On March 14, 2020 10:55:09 AM GMT+01:00, "FRÉDÉRIC RECOULES"
<[email protected]> wrote:
>Hello the GCC community,
>I just want to share some thoughts on inlining a function even if
>it is called through a function pointer.
>My starting point is the version 9.2 (used at https://godbolt.org/),
>so I am sorry if something similar have already been discussed since.
>
>
>For the context, I got very excited when I discovered the (not so new
>but not yet really used) Link Time Optimization and I started to play
>with
>to put under the test the inlining capacities.

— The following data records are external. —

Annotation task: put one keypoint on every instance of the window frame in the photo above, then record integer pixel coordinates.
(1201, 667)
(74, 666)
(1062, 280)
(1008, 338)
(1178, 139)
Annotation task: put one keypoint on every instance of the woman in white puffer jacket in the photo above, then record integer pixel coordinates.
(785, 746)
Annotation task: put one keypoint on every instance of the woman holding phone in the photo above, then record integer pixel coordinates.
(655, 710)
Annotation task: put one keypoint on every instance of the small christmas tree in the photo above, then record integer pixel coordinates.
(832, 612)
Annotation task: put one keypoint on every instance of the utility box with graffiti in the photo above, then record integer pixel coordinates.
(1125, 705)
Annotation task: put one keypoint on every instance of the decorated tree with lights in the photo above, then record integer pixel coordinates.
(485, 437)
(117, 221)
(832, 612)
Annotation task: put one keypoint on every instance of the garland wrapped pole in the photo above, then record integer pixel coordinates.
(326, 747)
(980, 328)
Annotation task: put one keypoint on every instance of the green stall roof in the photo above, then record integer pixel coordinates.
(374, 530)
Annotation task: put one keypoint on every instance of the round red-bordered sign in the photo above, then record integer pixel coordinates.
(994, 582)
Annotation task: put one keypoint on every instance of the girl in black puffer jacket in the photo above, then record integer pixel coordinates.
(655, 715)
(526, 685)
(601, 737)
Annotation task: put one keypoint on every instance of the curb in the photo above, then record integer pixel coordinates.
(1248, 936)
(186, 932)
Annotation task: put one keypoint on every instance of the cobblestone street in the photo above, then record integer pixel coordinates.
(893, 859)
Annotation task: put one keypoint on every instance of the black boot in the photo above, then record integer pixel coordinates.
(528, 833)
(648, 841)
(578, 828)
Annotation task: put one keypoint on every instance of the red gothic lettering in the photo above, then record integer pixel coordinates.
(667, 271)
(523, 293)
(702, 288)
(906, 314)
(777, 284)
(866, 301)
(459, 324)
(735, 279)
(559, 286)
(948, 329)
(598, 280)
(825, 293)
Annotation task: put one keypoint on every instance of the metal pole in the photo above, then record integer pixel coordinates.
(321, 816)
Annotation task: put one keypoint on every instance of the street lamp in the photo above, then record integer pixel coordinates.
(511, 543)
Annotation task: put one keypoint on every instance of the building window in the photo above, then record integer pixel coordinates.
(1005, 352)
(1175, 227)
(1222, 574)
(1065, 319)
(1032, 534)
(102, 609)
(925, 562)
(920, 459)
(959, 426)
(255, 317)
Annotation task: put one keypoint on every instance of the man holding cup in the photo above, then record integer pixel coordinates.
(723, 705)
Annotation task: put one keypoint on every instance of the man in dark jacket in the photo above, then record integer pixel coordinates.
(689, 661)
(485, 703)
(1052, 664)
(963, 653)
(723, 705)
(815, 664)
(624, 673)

>I will assume however that LTO is just an enabler and so, examples can
>be
>simplified by writing everything in the same file and activate the
>whole
>program optimization.
>
>
>To make my remarks concrete, I will rely on the following (dumb but
>inspired by real software) example compiled with -O3 -fwhole-program:
>
>int (*f) (int, int);
>
>static int f_add (int x, int y)
>{
> return x + y;
>}
>
>static int f_sub (int x, int y)
>{
> return x - y;
>}
>
>enum f_e { ADD, SUB };
>void f_init(enum f_e op) {
> switch (op) {
> case ADD:
> f = &f_add;
> break;
> case SUB:
> f = &f_sub;
> }
>}
>
>STEP 1: statically known at function call site
>
>#include <stdlib.h>
>#include <stdio.h>
>
>int main (int argc, char *argv[])
>{
> int x, y, z;
> f_init(ADD);
> if (argc < 3) return -1;
> x = atoi(argv[1]);
> y = atoi(argv[2]);
> z = f(x, y);
> printf("%d\n", z);
> return 0;
>}
>
>I was pretty disappointed to see that even if the compiler knows we are
>calling f_add, it doesn't inline the call (it ends up with "call
>f_add").
It's probably because we know it's only called once and thus not performance
relevant. Try put it into a loop.
Richard.
>I can but only suppose it is because its address is taken and from a
>blind black box user perspective, it doesn't sound too difficult to
>completely inline it.
>
>STEP 2: statically known as being among a pool of less than
> (arbitrarily fixed = 2) N functions
>
>#include <stdlib.h>
>#include <stdio.h>
>#include <string.h>
>
>int main (int argc, char *argv[])
>{
> int x, y, z;
> enum f_e e;
> if (argc < 4) return -1;
> if (strcmp(argv[1], "add") == 0)
> e = ADD;
> else if (strcmp(argv[1], "sub") == 0)
> e = SUB;
> else return -1;
> f_init(e);
> x = atoi(argv[2]);
> y = atoi(argv[3]);
> z = f(x, y);
> printf("%d\n", z);
> return 0;
>}
>
>Here the compiler can't know at compile time the function that will be
>called but I suppose that it knows that it will be either f_add or
>f_sub.
>A simple work around would be for the compiler to test at the call site
>the value of f and inline the call thereafter:
>
> if (f == &f_add)
> z = f_add(x, y);
> else if (f == &f_sub)
> z = f_sub(x, y);
> else __builtin_unreachable(); /* or z = f(x, y) to be conservative */
>
>Once again, this transformation don't sound too complicated to
>implement.
>Still, easy to say-so without diving into the compiler's code.
>
>
>I hope it will assist you in your reflections,
>Have a nice day,
>Frédéric Recoules